Apparently Berry and his fellow stakeholders aren't the only ones feeling flush these days, however, as evidenced by the success of the Fresh Market IPO itself. The offering hit the market at a higher-than-expected $22 and quickly soared to more than $32 as investors and analysts likened the company's financial metrics to those of another fast-growing food retailer for the well-to-do: Whole Foods Market (click here for the story).
The success of those two companies in the economic downturn — both are among the industry's leaders in same-store sales growth this year — seems to signal renewed confidence in the economy among some consumers. Higher-end shoppers — the “haves” of 2010 — are also propelling luxury brands like Coach and Hermes, both of which also reported strong financial results in recent weeks.
The question is whether such consumers are at the front of a slow-moving economic train that is reaching the light at the end of the tunnel, or, are they on a separate track from the “have-nots” still riding in the darkness of the third-class seats?
One stock analyst, who asked not to be identified, pointed out that the success of Fresh Market and other higher-end consumer brands is an indication that a bifurcation of consumer spending has returned, after the initial shock of the recession has dissipated among wealthier consumers.
That's a boon for food retailers at the high end, but it promises to be an ongoing challenge for those in the middle. While traditional supermarket operators, with their broad range of shopper income groups, might see opportunities to pick up some extra sales of impulse and specialty items, they will likely still be best served by hewing to a strong price and value message.

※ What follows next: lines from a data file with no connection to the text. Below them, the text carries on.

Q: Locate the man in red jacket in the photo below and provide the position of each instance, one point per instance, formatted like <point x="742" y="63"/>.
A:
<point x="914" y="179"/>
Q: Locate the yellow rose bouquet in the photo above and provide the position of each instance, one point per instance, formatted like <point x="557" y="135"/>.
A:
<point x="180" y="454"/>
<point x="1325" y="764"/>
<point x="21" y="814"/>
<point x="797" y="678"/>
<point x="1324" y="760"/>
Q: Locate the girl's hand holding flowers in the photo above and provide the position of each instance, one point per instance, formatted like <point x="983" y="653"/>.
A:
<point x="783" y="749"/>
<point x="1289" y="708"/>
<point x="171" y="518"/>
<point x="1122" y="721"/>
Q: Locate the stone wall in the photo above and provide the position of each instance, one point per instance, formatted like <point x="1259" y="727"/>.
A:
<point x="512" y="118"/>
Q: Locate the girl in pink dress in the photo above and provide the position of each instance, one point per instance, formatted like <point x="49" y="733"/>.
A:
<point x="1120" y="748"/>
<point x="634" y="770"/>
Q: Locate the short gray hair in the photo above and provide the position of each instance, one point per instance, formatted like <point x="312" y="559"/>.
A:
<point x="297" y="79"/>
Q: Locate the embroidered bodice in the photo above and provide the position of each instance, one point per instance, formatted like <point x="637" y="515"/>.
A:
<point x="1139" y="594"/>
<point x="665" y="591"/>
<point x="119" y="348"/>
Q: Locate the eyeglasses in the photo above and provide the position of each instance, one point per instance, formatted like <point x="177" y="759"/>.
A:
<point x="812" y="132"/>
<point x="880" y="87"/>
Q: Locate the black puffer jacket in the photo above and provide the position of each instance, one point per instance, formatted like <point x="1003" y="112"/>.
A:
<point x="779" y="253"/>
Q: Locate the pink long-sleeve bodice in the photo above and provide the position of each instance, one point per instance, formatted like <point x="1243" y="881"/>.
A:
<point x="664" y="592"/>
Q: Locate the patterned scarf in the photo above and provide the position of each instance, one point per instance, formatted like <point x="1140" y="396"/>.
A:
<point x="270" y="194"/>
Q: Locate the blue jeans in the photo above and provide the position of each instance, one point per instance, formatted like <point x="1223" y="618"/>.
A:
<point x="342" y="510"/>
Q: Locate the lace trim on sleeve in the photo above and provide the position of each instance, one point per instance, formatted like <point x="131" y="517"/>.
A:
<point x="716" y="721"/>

Most shoppers will continue to be burdened by unemployment, underemployment and the prospects that these conditions will linger through next year. These people will perpetuate the deal-seeking behaviors that have driven their recent shopping patterns.
As reported in a story on Page 1 of this issue, even Food Lion — arguably one of the sharpest price leaders among traditional supermarket banners — has had to get even more aggressive to retain customers this year.
Interestingly, Food Lion operates in much of the same territory as Fresh Market, and both chains even have their headquarters in the same state, North Carolina.
The difference is that one is serving the consumers in the first-class seats, while the other is just trying to hang on to the shoppers who are somewhere further back in the tunnel.